Second, that surprise, and the war that followed, was on distant borders, in the Golan and the Sinai, with the cost paid by soldiers. In this war in 2023, the cost of surprise was paid overwhelmingly by civilian noncombatants. It was accompanied by massive long-distance rocket attacks on Israeli cities, a newer kind of threat; so is the carrying-off of dozens, as in pre-medieval times, as human booty. The first act of this war was fought in Israelis’ homes and backyards. Like the first Yom Kippur War, it took too much time, and a fearless and selfless band of brothers (and sisters), to jump in and hold the line, and pay the price, until help finally came.
In 1973, Israel absorbed the initial blow, reeled, shook itself, and came back stronger. Ineffective commanders were replaced or sidelined, units and new tactics were constituted on the fly. Then, as now, Israel’s staunchest ally, the United States, provided what was needed to recover and win. The citizen army, which is the Israel Defense Force’s empowering exoskeleton, came together, despite logistical and command disarray. As Uri Bar Yosef, a scholar of that war, noted, it was the quickest recovery in military history. That war ended with the enemy driven from Israel’s territory and the Israel Defense Force deep inside its own. The enemy’s gains in the field—though not necessarily their intangible ones—had been wiped out. That is, of course, is much more problematical this time, when the enemy is not a state, and is embedded in a civilian population.

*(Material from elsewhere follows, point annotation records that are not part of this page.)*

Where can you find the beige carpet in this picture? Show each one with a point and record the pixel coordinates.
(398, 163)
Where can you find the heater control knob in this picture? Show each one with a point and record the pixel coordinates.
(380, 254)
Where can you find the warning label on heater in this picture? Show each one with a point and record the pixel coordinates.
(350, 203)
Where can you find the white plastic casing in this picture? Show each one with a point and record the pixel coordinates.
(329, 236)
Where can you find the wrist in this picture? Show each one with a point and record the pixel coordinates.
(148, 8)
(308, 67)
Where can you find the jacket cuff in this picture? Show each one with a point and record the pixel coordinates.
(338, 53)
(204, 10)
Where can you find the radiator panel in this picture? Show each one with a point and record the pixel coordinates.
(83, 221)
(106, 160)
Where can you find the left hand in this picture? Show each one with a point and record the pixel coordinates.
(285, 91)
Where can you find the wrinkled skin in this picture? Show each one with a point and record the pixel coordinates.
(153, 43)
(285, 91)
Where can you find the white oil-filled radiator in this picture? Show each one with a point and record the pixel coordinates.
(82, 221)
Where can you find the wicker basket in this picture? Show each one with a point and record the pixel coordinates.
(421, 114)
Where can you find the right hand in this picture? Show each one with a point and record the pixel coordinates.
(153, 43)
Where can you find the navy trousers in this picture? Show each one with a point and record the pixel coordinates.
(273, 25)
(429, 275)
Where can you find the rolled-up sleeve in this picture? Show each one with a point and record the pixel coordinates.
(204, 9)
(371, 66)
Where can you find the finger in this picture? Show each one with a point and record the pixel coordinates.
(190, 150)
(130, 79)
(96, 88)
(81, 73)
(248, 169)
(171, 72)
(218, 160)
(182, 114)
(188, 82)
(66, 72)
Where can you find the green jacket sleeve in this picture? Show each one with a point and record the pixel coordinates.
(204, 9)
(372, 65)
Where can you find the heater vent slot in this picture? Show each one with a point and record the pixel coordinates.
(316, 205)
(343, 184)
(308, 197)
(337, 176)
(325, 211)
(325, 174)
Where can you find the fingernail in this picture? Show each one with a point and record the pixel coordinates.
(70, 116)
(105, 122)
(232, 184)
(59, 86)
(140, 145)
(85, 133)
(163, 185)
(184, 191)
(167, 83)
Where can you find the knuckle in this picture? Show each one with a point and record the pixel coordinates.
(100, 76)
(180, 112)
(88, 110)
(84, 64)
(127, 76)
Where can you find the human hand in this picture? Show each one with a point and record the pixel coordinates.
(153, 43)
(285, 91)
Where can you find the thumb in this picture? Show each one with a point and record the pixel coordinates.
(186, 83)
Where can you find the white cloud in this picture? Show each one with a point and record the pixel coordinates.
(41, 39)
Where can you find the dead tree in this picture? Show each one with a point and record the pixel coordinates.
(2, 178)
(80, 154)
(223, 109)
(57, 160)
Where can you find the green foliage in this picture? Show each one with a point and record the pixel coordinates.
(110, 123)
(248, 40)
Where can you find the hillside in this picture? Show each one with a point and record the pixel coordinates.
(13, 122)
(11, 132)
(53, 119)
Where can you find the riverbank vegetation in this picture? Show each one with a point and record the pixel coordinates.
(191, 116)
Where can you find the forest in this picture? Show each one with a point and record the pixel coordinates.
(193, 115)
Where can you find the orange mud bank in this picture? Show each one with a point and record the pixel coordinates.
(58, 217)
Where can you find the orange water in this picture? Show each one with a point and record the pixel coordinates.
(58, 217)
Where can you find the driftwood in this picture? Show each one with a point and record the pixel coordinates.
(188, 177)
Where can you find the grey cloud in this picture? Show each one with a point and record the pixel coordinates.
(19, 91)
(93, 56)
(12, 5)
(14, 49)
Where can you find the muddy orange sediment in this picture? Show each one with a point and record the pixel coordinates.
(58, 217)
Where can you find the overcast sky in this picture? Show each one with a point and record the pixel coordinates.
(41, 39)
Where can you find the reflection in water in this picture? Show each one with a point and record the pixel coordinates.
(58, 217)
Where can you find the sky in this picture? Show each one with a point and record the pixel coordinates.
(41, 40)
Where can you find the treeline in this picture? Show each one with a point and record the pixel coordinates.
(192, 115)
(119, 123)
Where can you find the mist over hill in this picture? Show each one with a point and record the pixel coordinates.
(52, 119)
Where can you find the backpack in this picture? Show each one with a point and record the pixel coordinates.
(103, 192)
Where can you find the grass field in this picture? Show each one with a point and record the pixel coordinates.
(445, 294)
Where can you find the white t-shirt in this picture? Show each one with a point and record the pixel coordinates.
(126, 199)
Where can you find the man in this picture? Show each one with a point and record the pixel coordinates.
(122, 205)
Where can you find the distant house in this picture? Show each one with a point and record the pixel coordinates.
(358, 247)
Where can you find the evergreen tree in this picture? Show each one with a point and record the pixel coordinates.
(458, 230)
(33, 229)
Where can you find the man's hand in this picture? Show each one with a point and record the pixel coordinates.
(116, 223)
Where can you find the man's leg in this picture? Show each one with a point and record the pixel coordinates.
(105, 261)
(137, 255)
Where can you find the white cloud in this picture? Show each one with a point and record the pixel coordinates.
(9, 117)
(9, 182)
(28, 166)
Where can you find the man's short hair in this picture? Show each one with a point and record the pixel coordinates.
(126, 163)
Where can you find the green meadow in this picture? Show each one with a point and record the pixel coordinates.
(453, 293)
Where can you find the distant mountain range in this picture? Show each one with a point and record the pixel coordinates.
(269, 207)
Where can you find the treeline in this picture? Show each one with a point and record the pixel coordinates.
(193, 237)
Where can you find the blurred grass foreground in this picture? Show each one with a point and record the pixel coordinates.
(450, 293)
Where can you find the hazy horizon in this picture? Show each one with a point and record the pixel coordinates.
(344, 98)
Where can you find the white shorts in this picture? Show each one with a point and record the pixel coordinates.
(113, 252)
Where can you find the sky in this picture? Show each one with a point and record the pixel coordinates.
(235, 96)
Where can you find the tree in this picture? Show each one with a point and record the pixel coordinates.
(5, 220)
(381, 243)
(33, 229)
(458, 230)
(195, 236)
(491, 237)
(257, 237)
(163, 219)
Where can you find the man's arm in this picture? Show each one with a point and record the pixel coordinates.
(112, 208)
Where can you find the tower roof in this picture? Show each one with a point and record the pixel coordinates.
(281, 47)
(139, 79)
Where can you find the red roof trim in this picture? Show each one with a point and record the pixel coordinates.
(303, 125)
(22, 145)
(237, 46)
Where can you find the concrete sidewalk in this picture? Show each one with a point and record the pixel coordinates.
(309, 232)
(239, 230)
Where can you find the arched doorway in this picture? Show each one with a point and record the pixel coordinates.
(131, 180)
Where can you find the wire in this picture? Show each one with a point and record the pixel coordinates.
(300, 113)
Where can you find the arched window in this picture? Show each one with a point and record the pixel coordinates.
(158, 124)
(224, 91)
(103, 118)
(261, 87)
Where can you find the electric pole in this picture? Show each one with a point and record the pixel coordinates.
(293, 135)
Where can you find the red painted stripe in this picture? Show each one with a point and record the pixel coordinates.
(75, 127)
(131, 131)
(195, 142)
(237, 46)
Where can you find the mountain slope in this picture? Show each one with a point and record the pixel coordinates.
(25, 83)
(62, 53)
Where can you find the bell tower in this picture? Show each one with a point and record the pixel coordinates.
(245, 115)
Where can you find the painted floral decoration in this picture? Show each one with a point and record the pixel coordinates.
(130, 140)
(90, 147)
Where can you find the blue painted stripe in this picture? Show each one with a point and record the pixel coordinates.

That October started an earthquake in Israeli politics and society. The Agranat Commission of Inquiry held months of hearings. It concentrated its findings on the operational and military command level, many of whom left service in ignominy. Prime Minister Golda Meir resigned. In 1977, the public punished the ruling elite for the debacle: the Labor Party, which ruled for the state’s first twenty-nine years, was sent to opposition, and is now nearly extinct. This October surprise will also lead to a shakeup in political and military leadership and perhaps more widely in the politics of Israel. But that will only come the day after.